L’intégration provisoire de l’Ukraine dans le marché commun agricole européen crée par ailleurs de fortes tensions au sein de l’Union européenne. Ce sujet a été un catalyseur dans les premiers mois de 2024 à la colère du monde agricole européen. De nombreuses manifestations ont ainsi eu lieu en France, Espagne ou encore Pologne, et devant les institutions européennes à Bruxelles. Les agriculteurs manifestent essentiellement leur colère contre les accords de libre-échange, l’importation de céréales ukrainiennes et la règlementation environnementale. En 2023, une enveloppe d’urgence de 150 millions EUR avait été accordée à la Bulgarie, la Hongrie, la Pologne, la Roumanie, et la Slovaquie afin de compenser ce qu’ils dénonçaient comme une distorsion de concurrence.
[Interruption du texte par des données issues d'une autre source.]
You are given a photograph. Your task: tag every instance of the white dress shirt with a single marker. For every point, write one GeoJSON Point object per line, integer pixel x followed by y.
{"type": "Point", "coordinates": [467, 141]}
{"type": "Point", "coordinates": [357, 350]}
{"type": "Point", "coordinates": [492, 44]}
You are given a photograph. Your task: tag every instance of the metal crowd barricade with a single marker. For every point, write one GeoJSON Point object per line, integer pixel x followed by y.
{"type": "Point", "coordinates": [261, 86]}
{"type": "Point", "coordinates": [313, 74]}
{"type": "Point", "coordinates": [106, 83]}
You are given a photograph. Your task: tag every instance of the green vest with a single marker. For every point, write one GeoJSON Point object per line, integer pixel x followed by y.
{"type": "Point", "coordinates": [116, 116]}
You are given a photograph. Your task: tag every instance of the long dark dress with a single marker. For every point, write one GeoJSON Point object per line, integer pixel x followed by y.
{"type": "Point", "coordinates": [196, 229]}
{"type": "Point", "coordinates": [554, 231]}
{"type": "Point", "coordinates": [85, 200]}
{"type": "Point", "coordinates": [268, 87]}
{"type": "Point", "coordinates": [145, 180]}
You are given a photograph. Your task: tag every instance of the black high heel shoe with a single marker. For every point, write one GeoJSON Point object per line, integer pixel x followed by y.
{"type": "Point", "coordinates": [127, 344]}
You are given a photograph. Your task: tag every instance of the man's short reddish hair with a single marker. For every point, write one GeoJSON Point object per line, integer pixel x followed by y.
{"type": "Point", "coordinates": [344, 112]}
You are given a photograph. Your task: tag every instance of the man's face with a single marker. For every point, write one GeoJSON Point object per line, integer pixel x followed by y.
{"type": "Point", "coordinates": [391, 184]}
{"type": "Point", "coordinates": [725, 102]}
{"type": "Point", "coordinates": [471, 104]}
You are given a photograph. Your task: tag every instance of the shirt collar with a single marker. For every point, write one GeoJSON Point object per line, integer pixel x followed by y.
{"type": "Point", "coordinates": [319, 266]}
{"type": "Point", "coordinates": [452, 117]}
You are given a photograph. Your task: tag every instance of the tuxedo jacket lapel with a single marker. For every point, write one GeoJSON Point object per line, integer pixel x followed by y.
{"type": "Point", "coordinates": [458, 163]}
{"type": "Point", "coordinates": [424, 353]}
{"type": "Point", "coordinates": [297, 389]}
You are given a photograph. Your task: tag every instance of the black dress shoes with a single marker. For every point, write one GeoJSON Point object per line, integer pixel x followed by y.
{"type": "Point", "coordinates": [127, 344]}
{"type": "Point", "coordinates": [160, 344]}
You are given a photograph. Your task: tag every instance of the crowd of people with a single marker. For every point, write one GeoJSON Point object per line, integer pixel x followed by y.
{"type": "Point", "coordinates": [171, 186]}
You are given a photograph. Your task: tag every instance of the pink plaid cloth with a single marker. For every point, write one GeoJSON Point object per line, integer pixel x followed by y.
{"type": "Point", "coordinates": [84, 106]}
Néanmoins, à moyen terme, une réflexion autour de la Politique agricole commune et notamment son programme pluriannuel 2023-2027 devra s’opérer pour palier l’évolution rapide du contexte géoéconomique européen et mondial.
Enfin, la résurgence de problématiques sécuritaires en mer Rouge constitue soudainement une menace majeure pour les approvisionnements agricoles. En effet, environ 15% des flux commerciaux mondiaux de blé et de riz, et 7% de maïs, empruntent le canal de Suez. Or, les volumes transitant par le canal ont été divisés par trois en janvier dernier, par rapport au mois de décembre 2023 comme en glissement annuel. Seulement 2,6 millions de tonnes de grains ont ainsi emprunté le canal en janvier 2024, contre 6,6 millions le mois précédent et 6,4 millions un an plus tôt. L’Afrique de l’Est, l’Iran ou encore le Pakistan pourrait être particulièrement affectés pour leurs approvisionnements en céréales. L’augmentation des délais d’approvisionnement et des coûts de fret orientent à la hausse les prix alimentaires dans les régions et pays mentionnés.